Asian markets traded mixed, while Wall Street closed lower overnight as investors opted for profit booking following a recent rally. However, a key positive development emerged—US inflation came in lower than expected, offering some relief amid ongoing concerns over tariffs and trade tensions.
Two major headlines from the US are drawing attention:
Regarding the institutional flow, the DIIs in Indian equities have remained net buyers for the past 17 trading sessions.
On Thursday, June 11, Foreign Institutional Investors (FIIs) were net sellers, having sold equities worth ₹446.31 crore. Domestic Institutional Investors (DIIs), on the other hand, bought shares totalling ₹1,584.87 crore during the same session.
On Wednesday, Indian equity markets closed slightly higher, with the Nifty 50 managing to finish above the 25,100 mark. The Sensex rose by 123.42 points, or 0.15%, ending the session at 82,515.14, while the Nifty 50 climbed 37.15 points, also up 0.15%, to settle at 25,141.40. India VIX has dropped to the 13.66 mark.
Asia markets traded mixed as investors assessed the US-China trade deal.
U.S. stock markets closed in the red on Wednesday, pressured by ongoing tensions in the Middle East. The Dow Jones Industrial Average finished nearly unchanged at 42,865.77. The S&P 500 slipped by 0.27% to settle at 6,022.24, while the Nasdaq declined 0.50%, ending the session at 19,615.88.
Consumer prices in the United States saw a modest rise in May, increasing by just 0.1%, following a 0.2% gain in April. On an annual basis, the Consumer Price Index (CPI) grew by 2.4%, compared to 2.3% in the previous month.
In a major development on global trade, U.S. President Donald Trump confirmed that a trade agreement with China has been finalised.

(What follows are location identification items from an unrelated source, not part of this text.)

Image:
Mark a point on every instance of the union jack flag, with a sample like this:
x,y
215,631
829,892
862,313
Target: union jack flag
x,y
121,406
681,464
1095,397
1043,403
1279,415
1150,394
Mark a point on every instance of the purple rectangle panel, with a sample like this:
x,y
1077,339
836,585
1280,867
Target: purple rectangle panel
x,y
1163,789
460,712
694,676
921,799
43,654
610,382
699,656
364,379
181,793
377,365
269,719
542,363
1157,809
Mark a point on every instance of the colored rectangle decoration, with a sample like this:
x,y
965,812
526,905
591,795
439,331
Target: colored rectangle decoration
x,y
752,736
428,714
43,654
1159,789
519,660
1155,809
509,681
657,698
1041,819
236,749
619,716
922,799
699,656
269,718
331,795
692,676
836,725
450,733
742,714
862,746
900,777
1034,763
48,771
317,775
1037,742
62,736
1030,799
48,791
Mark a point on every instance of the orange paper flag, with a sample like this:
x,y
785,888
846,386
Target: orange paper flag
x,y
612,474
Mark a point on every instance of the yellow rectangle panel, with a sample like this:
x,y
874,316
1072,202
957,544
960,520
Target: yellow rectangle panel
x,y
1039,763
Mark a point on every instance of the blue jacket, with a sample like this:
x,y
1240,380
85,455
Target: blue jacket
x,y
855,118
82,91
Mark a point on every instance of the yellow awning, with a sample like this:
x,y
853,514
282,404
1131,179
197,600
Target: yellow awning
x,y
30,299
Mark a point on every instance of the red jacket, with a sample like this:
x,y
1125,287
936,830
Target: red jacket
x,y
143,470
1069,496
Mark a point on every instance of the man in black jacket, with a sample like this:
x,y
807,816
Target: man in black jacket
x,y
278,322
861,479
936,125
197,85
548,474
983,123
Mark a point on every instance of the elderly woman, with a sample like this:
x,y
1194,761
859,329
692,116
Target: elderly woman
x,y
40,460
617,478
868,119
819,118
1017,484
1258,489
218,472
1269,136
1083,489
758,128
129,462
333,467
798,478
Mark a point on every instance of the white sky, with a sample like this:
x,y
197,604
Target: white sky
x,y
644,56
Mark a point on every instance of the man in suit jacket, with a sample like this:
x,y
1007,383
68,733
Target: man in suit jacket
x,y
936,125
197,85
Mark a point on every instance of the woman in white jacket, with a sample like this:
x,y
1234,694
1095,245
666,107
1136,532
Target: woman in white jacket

This follows an earlier consensus between negotiators from both countries on a new framework to revive the trade truce. According to Trump, the revised terms will see the U.S. imposing 55% in tariffs, while China’s share stands at 10%.
Gold prices moved higher as growing tensions in the Middle East increased investor interest in safe-haven assets. Additionally, weaker-than-expected U.S. inflation figures bolstered expectations of a potential rate cut by the Federal Reserve. Spot gold rose by 0.3%, reaching $3,364.10 per ounce, while U.S. gold futures advanced 1.2% to settle at $3,384.40.
Crude oil extended its rally, touching a more-than-two-month high due to concerns over intensifying geopolitical risks in the Middle East. Brent crude inched up 0.1% to $69.84 per barrel, and U.S. West Texas Intermediate (WTI) gained 0.16% to $68.26. On Wednesday, both benchmarks recorded over 4% gains.
The U.S. dollar weakened as traders raised their bets on possible rate cuts by the Federal Reserve. The dollar index dropped to 98.327, its lowest since April 22.
Disclaimer: The article is for informational purposes only and not investment advice.